Genetic differences in oxidative stress and inflammatory responses to diet-induced obesity do not alter liver fibrosis in mice.Liver Int. 2009 Sep; 29(8):1262-72.LI
To determine how genetic factors might influence the progression of nonalcoholic fatty liver disease (NAFLD).
Beginning in adolescence, male C57BL6 (BL6) and 129/SVJ mice were fed control (n=15/group) or high-fat (HF) diets (n=30/group) for 6 months.
MAIN OUTCOME MEASURES
Assessed were body weight, insulin resistance, hepatic production of free radicals, expression of cytokines and fibrosis-related genes and severity of hepatic steatosis, injury and fibrosis.
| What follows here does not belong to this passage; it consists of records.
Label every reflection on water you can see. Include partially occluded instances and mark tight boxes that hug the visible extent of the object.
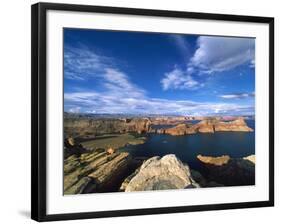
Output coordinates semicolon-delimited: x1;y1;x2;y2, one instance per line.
122;120;255;170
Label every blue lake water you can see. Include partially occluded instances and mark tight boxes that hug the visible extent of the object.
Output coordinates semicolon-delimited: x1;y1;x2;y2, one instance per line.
122;120;255;170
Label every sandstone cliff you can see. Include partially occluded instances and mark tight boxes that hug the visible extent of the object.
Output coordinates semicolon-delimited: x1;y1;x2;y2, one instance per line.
162;118;253;135
64;150;136;194
121;154;199;192
64;118;151;137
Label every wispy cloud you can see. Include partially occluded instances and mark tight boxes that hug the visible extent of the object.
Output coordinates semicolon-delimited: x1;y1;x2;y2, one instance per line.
219;93;255;99
64;88;254;115
64;46;113;80
188;36;255;74
160;35;255;90
161;68;200;90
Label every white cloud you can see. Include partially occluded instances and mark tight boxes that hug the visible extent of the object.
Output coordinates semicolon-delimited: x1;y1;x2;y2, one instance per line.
64;88;254;115
188;36;255;74
219;93;255;99
161;68;200;90
64;46;113;80
69;107;81;113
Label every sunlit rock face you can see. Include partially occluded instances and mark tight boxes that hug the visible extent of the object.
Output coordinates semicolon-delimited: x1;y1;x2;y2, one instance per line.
123;154;199;192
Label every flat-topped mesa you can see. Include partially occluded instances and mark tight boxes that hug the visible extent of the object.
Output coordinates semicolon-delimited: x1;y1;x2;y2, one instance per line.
164;124;195;135
64;117;151;137
162;118;253;135
215;117;253;132
150;116;188;125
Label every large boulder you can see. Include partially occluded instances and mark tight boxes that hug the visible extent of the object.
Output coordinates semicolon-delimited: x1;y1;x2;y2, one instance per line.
123;154;199;192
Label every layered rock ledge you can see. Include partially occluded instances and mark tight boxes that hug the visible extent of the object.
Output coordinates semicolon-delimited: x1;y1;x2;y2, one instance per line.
121;154;200;192
64;150;136;194
162;118;253;135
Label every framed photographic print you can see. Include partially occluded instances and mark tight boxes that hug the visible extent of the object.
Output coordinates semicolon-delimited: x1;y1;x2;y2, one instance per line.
32;3;274;221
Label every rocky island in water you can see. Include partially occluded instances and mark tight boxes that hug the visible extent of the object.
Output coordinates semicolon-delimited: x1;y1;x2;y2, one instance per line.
64;113;255;194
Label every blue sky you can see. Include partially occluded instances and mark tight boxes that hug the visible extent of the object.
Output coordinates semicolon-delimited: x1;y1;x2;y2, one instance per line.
64;28;255;115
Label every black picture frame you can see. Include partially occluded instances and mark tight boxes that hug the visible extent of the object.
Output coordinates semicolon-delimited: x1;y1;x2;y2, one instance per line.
31;3;274;221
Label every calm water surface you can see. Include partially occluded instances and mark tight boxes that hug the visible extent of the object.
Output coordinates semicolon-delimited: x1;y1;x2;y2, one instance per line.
121;120;255;170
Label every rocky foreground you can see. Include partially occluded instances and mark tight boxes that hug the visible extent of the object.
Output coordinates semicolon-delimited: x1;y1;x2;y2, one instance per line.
121;155;200;192
64;138;255;194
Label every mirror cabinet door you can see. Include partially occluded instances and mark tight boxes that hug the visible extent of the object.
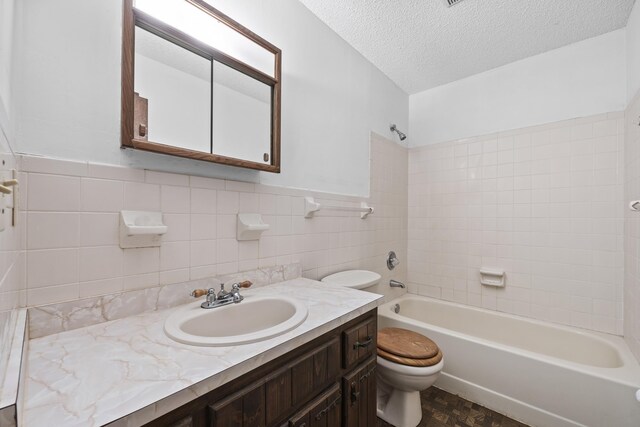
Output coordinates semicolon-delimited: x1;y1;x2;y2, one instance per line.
122;0;281;172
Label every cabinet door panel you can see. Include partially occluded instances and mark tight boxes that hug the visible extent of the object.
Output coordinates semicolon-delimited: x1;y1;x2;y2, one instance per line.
209;395;243;427
343;319;377;368
291;354;315;405
242;384;265;427
265;367;291;425
289;384;342;427
209;383;265;427
342;356;376;427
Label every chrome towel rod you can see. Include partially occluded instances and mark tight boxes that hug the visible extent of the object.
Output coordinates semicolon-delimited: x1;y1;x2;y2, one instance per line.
304;197;374;219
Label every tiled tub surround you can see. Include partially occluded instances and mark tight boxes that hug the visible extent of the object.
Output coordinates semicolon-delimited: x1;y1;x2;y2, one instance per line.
22;134;407;306
29;263;301;338
408;113;624;335
23;278;381;427
624;92;640;361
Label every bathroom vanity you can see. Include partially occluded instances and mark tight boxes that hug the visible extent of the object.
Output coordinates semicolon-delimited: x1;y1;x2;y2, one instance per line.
147;309;377;427
18;278;382;427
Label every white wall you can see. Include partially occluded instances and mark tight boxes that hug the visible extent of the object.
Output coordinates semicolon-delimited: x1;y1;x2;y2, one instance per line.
0;0;15;132
407;112;624;334
627;1;640;103
12;0;408;195
409;30;624;146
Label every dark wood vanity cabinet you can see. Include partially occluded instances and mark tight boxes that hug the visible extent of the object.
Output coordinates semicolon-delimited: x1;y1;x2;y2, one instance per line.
147;309;377;427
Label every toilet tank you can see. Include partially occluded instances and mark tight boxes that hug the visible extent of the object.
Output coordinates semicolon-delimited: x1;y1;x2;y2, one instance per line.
321;270;382;289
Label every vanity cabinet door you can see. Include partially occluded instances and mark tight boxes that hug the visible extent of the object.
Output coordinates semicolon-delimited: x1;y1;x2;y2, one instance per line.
291;337;340;406
342;318;378;369
289;384;342;427
209;383;265;427
342;356;376;427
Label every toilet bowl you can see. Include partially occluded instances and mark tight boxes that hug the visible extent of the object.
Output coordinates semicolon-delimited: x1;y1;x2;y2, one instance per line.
322;270;444;427
377;328;444;427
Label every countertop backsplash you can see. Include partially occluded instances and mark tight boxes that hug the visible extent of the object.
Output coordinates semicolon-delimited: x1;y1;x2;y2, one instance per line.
29;263;302;338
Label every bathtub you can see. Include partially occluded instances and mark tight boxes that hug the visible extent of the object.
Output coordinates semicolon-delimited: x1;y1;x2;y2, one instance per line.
378;294;640;427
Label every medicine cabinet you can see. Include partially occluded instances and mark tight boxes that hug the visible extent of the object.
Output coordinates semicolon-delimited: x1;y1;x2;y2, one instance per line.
121;0;281;172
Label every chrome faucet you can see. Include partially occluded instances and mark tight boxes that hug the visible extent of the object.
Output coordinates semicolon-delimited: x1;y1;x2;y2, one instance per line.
389;279;406;289
190;280;252;309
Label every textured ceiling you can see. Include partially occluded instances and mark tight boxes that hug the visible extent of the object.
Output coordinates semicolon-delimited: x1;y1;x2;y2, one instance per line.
300;0;635;94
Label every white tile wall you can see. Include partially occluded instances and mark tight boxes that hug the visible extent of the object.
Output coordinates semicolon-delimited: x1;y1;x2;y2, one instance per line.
624;93;640;361
408;113;624;334
0;118;26;385
18;134;407;306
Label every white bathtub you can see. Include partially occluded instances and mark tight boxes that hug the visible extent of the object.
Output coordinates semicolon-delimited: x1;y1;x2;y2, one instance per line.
378;294;640;427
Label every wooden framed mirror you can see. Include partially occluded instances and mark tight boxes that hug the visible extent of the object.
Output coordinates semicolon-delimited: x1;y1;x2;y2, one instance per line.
121;0;282;173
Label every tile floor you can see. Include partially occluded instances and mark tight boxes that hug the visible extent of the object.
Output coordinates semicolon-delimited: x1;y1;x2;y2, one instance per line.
377;387;527;427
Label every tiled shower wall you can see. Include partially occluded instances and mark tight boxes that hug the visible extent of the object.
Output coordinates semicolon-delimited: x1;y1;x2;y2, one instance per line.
408;113;624;334
624;93;640;361
17;134;407;306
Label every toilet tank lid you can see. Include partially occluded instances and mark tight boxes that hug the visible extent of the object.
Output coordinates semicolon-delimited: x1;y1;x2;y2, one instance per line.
322;270;382;289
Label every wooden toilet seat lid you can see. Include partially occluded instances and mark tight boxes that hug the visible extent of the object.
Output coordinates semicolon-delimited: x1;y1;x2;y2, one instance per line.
378;348;442;368
378;328;440;363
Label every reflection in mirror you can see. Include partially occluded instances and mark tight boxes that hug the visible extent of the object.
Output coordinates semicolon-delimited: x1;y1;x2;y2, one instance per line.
121;0;282;173
213;62;271;164
134;27;211;153
134;0;275;77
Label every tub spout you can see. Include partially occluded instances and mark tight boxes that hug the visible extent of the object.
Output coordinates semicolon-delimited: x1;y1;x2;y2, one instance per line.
389;279;406;289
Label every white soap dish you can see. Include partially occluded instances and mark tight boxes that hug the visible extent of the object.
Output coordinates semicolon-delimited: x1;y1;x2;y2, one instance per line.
480;268;504;288
120;211;169;249
236;214;269;240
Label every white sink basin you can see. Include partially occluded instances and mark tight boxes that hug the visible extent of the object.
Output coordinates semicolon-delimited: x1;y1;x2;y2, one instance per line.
164;295;308;347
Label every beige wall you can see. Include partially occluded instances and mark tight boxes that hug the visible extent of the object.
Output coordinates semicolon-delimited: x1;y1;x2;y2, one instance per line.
17;134;407;306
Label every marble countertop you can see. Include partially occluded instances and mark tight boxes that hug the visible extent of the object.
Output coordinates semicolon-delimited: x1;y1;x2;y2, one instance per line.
22;278;382;427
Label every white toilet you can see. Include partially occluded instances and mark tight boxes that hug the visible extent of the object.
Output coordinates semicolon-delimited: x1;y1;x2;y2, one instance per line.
322;270;444;427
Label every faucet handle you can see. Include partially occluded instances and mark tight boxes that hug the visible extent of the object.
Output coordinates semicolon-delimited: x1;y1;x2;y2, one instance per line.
189;289;209;298
234;280;253;288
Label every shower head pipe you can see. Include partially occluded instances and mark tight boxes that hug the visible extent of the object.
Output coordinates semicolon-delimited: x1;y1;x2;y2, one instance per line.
389;123;407;141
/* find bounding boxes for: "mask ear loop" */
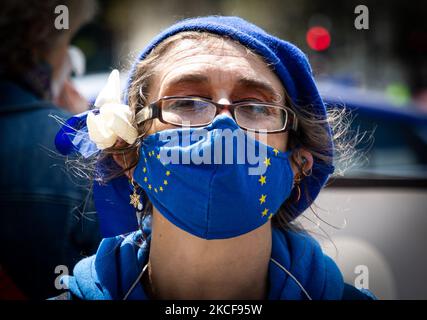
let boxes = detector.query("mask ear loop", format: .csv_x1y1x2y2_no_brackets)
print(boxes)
291,148,312,203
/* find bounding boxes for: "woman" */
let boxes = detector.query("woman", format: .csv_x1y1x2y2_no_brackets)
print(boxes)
57,16,376,299
0,0,100,299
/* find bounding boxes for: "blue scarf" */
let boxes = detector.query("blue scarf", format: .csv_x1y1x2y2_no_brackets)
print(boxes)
63,217,344,300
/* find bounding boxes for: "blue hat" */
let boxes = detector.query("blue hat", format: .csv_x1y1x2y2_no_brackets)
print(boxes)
55,16,334,236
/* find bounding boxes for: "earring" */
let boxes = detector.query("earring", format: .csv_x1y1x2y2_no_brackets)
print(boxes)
129,178,143,211
129,178,144,229
294,172,302,202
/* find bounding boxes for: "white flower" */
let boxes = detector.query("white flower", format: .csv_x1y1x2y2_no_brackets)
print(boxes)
86,70,138,150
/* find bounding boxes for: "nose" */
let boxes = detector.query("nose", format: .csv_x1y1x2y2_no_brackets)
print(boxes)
217,98,233,118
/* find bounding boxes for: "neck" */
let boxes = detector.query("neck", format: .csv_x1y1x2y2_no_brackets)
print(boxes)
143,209,271,299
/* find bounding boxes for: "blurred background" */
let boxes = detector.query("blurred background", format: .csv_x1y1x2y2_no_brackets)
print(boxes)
0,0,427,299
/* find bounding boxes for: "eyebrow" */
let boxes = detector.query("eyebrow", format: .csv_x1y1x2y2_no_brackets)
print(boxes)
164,73,280,97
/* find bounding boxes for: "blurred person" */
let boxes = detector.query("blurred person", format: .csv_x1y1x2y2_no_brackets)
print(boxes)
55,16,373,300
0,0,99,299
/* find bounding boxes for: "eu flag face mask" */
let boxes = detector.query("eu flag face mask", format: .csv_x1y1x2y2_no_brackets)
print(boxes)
134,115,293,239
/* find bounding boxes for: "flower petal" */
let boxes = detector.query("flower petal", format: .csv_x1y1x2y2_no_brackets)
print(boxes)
95,69,121,108
86,112,117,150
100,104,138,144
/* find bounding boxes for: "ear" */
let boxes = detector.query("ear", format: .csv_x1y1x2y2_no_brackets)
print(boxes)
291,148,314,177
112,141,137,179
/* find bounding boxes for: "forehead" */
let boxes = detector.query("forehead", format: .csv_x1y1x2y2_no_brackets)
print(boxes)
149,37,283,99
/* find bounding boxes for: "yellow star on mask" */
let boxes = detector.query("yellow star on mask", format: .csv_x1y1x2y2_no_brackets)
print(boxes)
261,208,268,217
129,193,141,208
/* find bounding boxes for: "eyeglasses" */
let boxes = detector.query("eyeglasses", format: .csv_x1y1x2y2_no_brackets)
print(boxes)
136,96,298,133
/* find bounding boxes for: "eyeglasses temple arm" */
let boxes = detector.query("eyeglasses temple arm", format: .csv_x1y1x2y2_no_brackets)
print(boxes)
135,105,158,125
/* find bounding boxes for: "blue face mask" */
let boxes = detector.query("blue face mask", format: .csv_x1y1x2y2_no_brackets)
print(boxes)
134,115,293,239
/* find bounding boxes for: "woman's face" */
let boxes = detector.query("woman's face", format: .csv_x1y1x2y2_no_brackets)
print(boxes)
149,38,287,151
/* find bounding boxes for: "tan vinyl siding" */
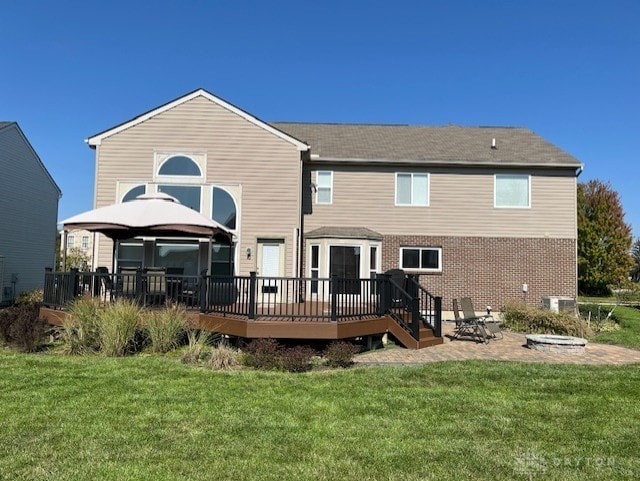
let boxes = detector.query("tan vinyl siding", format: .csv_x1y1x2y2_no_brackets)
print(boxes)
305,166,576,239
96,97,301,274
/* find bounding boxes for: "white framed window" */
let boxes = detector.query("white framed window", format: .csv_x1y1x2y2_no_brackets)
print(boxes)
309,244,320,294
316,170,333,204
493,174,531,209
396,172,429,207
400,247,442,272
153,152,207,184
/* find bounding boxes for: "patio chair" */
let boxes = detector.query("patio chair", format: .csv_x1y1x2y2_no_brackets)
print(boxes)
145,267,167,305
453,299,489,343
460,297,502,339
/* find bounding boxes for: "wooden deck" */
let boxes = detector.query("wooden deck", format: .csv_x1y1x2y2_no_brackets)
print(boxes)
40,303,443,349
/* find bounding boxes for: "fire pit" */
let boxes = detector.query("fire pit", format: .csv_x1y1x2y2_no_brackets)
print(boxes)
525,334,587,354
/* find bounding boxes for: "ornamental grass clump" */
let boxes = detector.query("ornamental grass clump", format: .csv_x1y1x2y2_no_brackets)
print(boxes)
144,305,187,353
502,303,593,337
98,300,143,356
59,297,101,355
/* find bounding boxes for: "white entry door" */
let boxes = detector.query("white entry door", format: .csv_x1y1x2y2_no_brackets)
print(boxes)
257,241,285,303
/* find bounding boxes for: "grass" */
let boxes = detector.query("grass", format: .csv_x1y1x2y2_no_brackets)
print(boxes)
0,349,640,481
592,306,640,349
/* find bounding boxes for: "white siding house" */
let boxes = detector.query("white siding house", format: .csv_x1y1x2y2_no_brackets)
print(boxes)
0,122,61,303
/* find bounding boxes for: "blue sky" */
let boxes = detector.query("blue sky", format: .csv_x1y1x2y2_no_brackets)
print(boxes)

High-fat diets induced comparable obesity, hepatic steatosis and insulin resistance in the two strains. Compared with BL6 mice, 129/SVJ mice had impaired induction of antioxidant genes, generated three- to four-fold more free radicals and exhibited two-fold greater induction of profibrogenic cytokines (interleukin-4 and transforming growth factor-beta1) and fibrosis-related genes (fibronectin and tissue inhibitor of metalloproteinase-1) (all P<0.05 for 129 vs BL6). Surprisingly, however, induction of collagen I alpha1 mRNA and accumulation of Sirius red-stained fibrils and hepatic hydroxyproline were similar in BL6 and 129/SVJ mice, and although patchy sinusoidal fibrosis emerged in both strains, neither developed bridging fibrosis.
Although BL6 and 129/SVJ mice with diet-induced obesity, insulin resistance and steatosis differed with respect to several factors that are thought to influence human NAFLD progression, they developed comparable liver fibrosis. Moreover, none of the risk factors for NAFLD-related cirrhosis in humans, including obesity, insulin resistance, chronic inflammatory and oxidant stress, steatohepatitis or activation of fibrogenic genes, proved to be sufficient to cause cirrhosis in these mice, even when exposure to one or more of these insults was very prolonged.